Stéphan Bureau qui traite Monty de terroriste
en plein téléjournal? Ciel! Le jeune homme aurait-il
des couilles en plus d'un grand front?
Hélas! hélas! Je déchantai dans la seconde.
Le terrosiste dont parlait Bureau n'était pas Jean Monty.
Vous savez qui est Jean Monty? C'est le PDG de Bell Enterprise qui
va mettre 2500 téléphonistes au chômage. Le
terroriste dont parlait Bureau, ce n'était pas Monty, mais
plutôt le type qui voulait lui foutre une tarte à la
crème dans la figure.
Merci Stéphan de dénoncer les criminels qui tournent
l'information en dérision. Mais félicitons surtout
notre confrère Louis Lemieux qui a presque démasqué
les entartistes et leurs complices... Une semaine auparavant, Louis
Lemieux avait couvert une conférence de presse chahutée
par les entartistes qui avaient encrémé le ministre
Pierre Pettigrew, celui-là qui met des quotas sur les chômeurs.
On a vu l'entartage au téléjournal, le commentaire
était de Louis Lemieux, mais les images avaient été
achetées à un caméraman pigiste. Une camérawoman
pour être plus précis... Quand Louis Lemieux a aperçu
la même camérawoman à la conférence de
presse de Jean Monty, il s'est dit: ah ah! avec cette intuition
très pointue qui est la marque des grands reporters, il a
compris qu'on allait aussi entarter Monty, il a eu l'idée
de préparer un topo sur les entarteurs.
"C'est la nouvelle forme de terrorisme qui frappe le Québec",
disait Stéphan Bureau pour présenter le topo de Louis
Lemieux. Sur le coup, j'ai cru qu'il voulait parler de Jean Monty,
le type qui va se débarasser de 2500 téléphonistes
pour faire monter les actions de Bell. Mais ce n'était pas
Jean Monty qu'on voyait à l'écran, c'était
une jeune femme aux cheveux courts, caméra sur l'épaule,
spottée dans un rond de lumière comme on le fait pour
distinguer un mafioso dans une foule, pour dire voyez c'est lui,
il était là.
-Hé je la connais!
-Qui ça?
-La fille dans le rond de lumière...
-Une autre de tes étudiantes, je suppose?
Ma fiancée a une façon d'insister sur "je suppose"
qui suppose plein de trucs qui ne sont jamais arrivés. Anyway,
je me suis rappelé le nom de la fille: Ève. Une petite
rock'n'roll. Une grande en fait. Je l'ai retracée assez vite.

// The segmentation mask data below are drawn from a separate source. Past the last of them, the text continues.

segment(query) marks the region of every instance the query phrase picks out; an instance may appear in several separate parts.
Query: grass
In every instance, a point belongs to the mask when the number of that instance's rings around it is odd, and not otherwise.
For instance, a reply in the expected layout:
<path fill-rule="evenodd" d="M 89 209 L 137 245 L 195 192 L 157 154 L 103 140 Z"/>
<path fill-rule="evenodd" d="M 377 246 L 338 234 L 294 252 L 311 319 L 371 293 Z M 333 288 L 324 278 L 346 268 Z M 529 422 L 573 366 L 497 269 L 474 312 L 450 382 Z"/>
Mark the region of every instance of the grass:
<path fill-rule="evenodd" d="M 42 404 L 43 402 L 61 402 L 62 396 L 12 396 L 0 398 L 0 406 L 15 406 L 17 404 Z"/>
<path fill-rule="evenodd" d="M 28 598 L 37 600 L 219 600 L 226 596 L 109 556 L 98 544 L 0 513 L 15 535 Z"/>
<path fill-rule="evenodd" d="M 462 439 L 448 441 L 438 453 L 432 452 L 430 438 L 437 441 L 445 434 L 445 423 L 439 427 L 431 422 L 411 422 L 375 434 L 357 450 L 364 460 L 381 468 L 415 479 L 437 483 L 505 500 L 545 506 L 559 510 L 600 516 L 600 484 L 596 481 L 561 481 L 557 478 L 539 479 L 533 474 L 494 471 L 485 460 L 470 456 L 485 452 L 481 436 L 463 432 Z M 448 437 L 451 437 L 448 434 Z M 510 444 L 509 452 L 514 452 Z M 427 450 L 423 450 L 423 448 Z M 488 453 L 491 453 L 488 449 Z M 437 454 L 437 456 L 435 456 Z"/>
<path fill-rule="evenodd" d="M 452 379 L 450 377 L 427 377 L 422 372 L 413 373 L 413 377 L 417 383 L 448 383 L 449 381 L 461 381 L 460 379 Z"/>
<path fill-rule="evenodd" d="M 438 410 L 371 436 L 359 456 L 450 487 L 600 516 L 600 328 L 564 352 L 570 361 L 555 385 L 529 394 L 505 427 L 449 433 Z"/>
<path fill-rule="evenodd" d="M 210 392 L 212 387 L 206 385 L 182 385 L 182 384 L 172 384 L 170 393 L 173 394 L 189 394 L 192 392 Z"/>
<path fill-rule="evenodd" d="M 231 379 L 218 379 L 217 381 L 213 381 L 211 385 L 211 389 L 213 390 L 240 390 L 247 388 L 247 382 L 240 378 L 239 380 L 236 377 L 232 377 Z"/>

-Allo Ève, long time no see. Ça doit faire 18 ans,
et t'avais 18 ans. T'es devenue terroriste?
-M'en parle pas.
Mais on en a parlé. Ève est camérawoman. Elle
a travaillé un bout de temps à Global News, à
Quatre Saisons, un peu partout. Maintenant elle est pigiste.
-T'es dans la gang des entarteurs?
-Pas du tout.
-Mais tu les connais?
-Bien sûr. Ils m'avertissent, comme ils avertissent d'autres
journalistes qu'il va y avoir un entartage. J'y vais. Je fais mes
images, je les vends. Je suis témoin de l'événement,
pas acteur.
(Peut-être convient-il de rappeller ici que les entartistes
sont un groupe de pâtissiers pataphysiciens, héritiers
du Parti Rhinocéros (il y a du François Gourd là-dessous)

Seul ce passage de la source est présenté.